Bulls continue to fight off the financial matador
Sunday the 8th of July. A nation crowds around their TVs to take in the first Wimbledon men’s final to include a Brit in 74 years, petrolheads turn their attention to Silverstone for the British Grand Prix and 10, 132 Bradford Bulls fans (plus a smattering of masochistic London Broncos supporters) at Odsal make up the highest attendance of the five Super League fixtures being fulfilled on the day.
Updates from Andy Murray’s doomed efforts against a resurgent Roger Federer were announced over the tannoy system at regular intervals and Internet connections were tested to their limit as spectators moved to ensure that they could deliver news from the Wimbledon final before anyone else. A cluster of supporters sat nearby berated Karl Pryce for his perceived laziness in the Bradford ranks with remarks ranging from the outrageous (“I’ve got more talent in my little toe than he’s got”) to the sensible (“The players don’t want to pass it to him”) to the personal (“You’re useless, Pryce!”). And the Bulls romped to an impressive 44-12 win over bottom side, London Broncos, to take them up to sixth in the Super League table.
To the uninitiated, it would appear that everything is rosy at Odsal but tell-tale signs that something is afoot in Bradford littered the scene of one of rugby league’s most atmospheric venues. Notices declaring the club would only accept cash met arrivals to the stadium, programme stands were left unmanned and bereft of stock, and the stadium announcer bid an emotional farewell to the fans at half-time. Following the game, all the players and coaching staff did a lap of honour, heartily applauding their loyal fans with head coach, Mick Potter, nearly turning on the waterworks a few hours before a Scot in SW19 had his very own ‘Gazza’s tears’ moment.

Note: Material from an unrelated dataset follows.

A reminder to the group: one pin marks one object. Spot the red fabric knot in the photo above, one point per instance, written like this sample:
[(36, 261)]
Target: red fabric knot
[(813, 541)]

At times during the afternoon, a large grey cloud threatened to turn the ‘Bradford Bowl’ into a swamp but, somehow, the rain didn’t come and this state of affairs could be easily used as a metaphor for the impending doom facing the Bulls. For months, the Yorkshire club had been struggling to stay financially solvent and only last week they fell into administration. One of the first cost-cutting measures made by the administrators was to sack the entire coaching staff, including Potter, and the possibility of the club folding or dropping out of Super League looked certain. But, after discussions with the RFL, Bradford have been told that they will play out their remaining fixtures until the end of the season. Chaos reigns and the Bulls are still expected to be handed a points deduction yet the fans have six games left to savour before a decision is made on the club’s future.
Despite having no money the Bulls are dancing to the red flag of existence being brandished by their penniless matador. The RFL have yet to step into the ring and deliver the fatal blow but, for now, Bradford fans are just happy to watch the charade play out in their amphitheatre-like surroundings. And the Bulls are putting up a remarkable fight. Potter moved to step into the breach that was left by his removal by returning to his role unpaid and the players have given their all to maintain a Play-Off push that is likely to be taken away from them due to circumstances out of their control.
The devotion of the club’s fans was there for all to see yesterday and Bradford Bulls responded with an excellent team performance that belied the state of their current crisis. Brett Kearney ran in four tries, Luke Gale pulled the strings, Shaun Ainscough utilised a seemingly-endless supply of energy and Ben Jeffries and Tom Burgess powerfully drove the team forward from the back. With the possible exception of the aforementioned Pryce, everyone made notable contributions on an almost-perfect 80-minute display and restored some pride into a wounded home support.
There are rumours of further announcements to be made about the state of the club on Tuesday but, for now, there are no desperate pleas and the Bulls fans are behaving commendably as they carry on making the endeavours of the dedicated playing staff worthwhile. Bradford supporters will follow their team wherever they go because they know it is the efforts of the coaches and players wearing the shirt that really matter. Super League would be worse off without the presence of the Bulls but, whatever decision the RFL come to, it is hoped that, for once, the long-term future of the club is catered for with the loyal fans in mind.